U.S. Rep. Robert Filner of California has called on FERC to rescind a Presidential Permit and Section 3 NGA Authorization for the U.S. leg of the proposed North Baja Pipeline while the agency re-opens its environmental review of the project to address the potential cross-border pollution from Mexican power plants that would be served by the natural gas line.

The Commission’s environmental impact statement (EIS) “considers only impacts associated with construction of the natural gas pipeline proposed by North Baja Pipeline LLC and ignores the aspect of the project that involves delivery of gas to power plants three miles across the [U.S.-Mexico] border that will not use standard pollution control technology, and that will transmit power — and pollution — back into California,” said Filner in a motion to intervene out-of-time in the case [CP01-25-003]. Filner claims that both the air and water quality in his congressional district — which borders Mexico and includes the southern half of San Diego — would be directly affected by the project.

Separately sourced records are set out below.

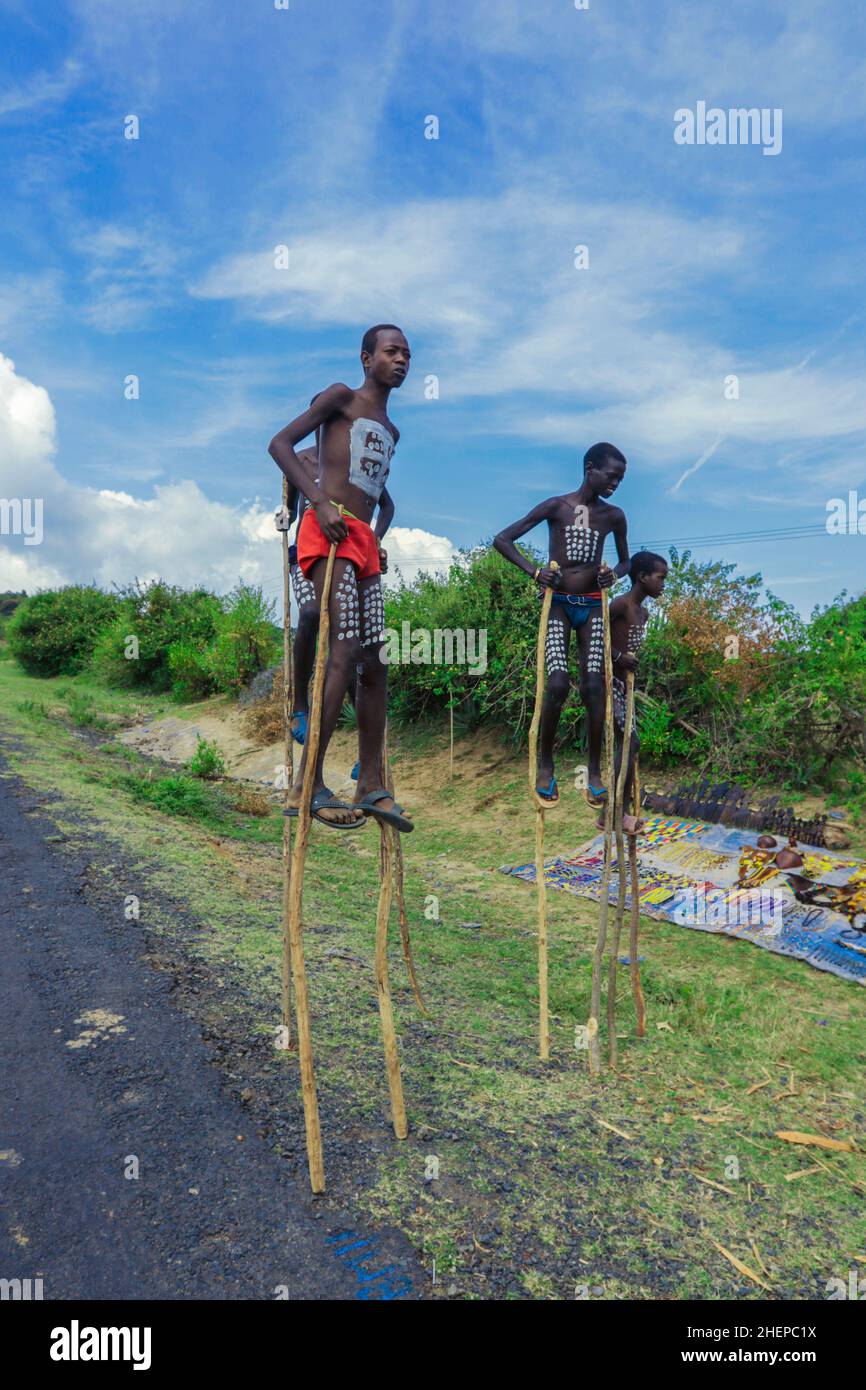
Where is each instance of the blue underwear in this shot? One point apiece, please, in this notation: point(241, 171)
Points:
point(577, 606)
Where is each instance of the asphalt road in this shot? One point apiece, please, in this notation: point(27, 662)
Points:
point(103, 1077)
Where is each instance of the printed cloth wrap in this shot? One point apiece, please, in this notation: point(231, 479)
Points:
point(688, 873)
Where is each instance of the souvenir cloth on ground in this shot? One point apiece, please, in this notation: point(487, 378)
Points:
point(716, 879)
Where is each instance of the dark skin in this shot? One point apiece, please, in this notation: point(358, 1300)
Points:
point(330, 416)
point(628, 617)
point(585, 508)
point(303, 653)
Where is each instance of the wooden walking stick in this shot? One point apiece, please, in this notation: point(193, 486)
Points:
point(635, 912)
point(299, 856)
point(289, 765)
point(595, 1062)
point(541, 888)
point(398, 888)
point(389, 1041)
point(620, 861)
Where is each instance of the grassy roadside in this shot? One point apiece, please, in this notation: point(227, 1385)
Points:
point(537, 1196)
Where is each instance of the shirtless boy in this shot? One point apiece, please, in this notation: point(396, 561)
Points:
point(356, 445)
point(627, 630)
point(303, 652)
point(577, 524)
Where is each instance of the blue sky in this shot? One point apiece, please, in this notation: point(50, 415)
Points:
point(305, 127)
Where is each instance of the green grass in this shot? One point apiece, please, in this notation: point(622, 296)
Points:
point(534, 1189)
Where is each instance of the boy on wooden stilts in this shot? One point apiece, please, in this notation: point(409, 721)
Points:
point(356, 446)
point(577, 526)
point(627, 630)
point(303, 651)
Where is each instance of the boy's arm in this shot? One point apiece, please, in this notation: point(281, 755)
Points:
point(505, 544)
point(382, 521)
point(623, 659)
point(281, 449)
point(309, 458)
point(385, 516)
point(620, 535)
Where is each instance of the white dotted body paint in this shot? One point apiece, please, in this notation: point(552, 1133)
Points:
point(595, 655)
point(348, 619)
point(581, 544)
point(305, 591)
point(373, 616)
point(556, 652)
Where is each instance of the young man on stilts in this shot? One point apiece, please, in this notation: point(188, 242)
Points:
point(577, 524)
point(356, 446)
point(627, 630)
point(303, 651)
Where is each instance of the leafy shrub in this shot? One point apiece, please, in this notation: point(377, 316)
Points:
point(246, 640)
point(207, 761)
point(191, 670)
point(54, 633)
point(157, 616)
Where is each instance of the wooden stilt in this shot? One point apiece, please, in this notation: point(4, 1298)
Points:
point(389, 1040)
point(620, 861)
point(398, 888)
point(302, 1004)
point(288, 769)
point(635, 912)
point(541, 888)
point(595, 1061)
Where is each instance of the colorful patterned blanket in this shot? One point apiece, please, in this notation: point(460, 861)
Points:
point(715, 879)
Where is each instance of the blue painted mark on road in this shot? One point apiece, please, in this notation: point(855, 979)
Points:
point(360, 1254)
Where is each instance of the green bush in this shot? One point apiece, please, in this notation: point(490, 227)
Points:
point(207, 761)
point(134, 651)
point(54, 633)
point(246, 640)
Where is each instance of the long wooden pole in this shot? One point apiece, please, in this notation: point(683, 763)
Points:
point(389, 1040)
point(541, 888)
point(302, 1002)
point(288, 769)
point(398, 888)
point(620, 861)
point(595, 1059)
point(635, 912)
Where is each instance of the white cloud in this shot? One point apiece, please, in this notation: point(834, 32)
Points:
point(609, 338)
point(111, 537)
point(41, 89)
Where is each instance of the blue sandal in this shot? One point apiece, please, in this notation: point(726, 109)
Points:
point(325, 799)
point(551, 794)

If FERC on rehearing should uphold its prior decision approving the North Baja Pipeline based on the current EIS, the California Democrat asked the agency to at least condition its approval of the project on the use of the best available control technology (BACT) by the Mexican power plants served by the line. The Commission’s authority, however, does not extend to power plants in general, and facilities in Mexico specifically.

Filner argued that an examination of the potential pollution effects of the power plants should have been included in the EIS on the North Baja line, given the proposed facilities are facets of the same project. The three companies involved — North Baja Pipeline LLC, Sempra Energy International and InterGen Services — have their hands in “all aspects” of the wider project, which includes new transmission lines as well as power generation facilities and the gas pipeline. For example, Sempra Energy, which will build the Mexican leg of the North Baja Pipeline, also is sponsoring cross-border transmission lines and a 600 MW plant, which will be served by the pipeline, he said.

“While it may be possible that the three actions (pipeline, power plant and transmission line construction) could proceed independently, they are not in fact proceeding independently,” Filner told FERC.

Consequently, “the Commission cannot rely on an EIS/EIR that divides the pipeline portion of the project from the other related components of the overall project in such a way that prevents disclosure, analysis and mitigation of significant environmental impacts,” he said. FERC “should not approve a project of such transborder significance until the EIS/EIR is rewritten to address these concerns.”

FERC in January gave the green light for construction of the U.S. leg of the proposed North Baja gas pipeline, which will deliver 500 MMcf/d from a connection with El Paso Natural Gas near Ehrenberg, AZ, to gas distribution systems and new power plants in northern Mexico and southern California.

The U.S. portion of the line, which will be built by PG&E Corp.’s National Energy Group, will extend 80 miles to border-crossing facilities near Yuma, AZ. It is expected to cost about $146 million. The Mexican government already has issued a transportation permit to Sempra Energy International to build the 135-mile Mexican portion of the line, Gasoducto Baja Norte, to Mexicali, Baja California. It will serve two new power plants at Mexicali.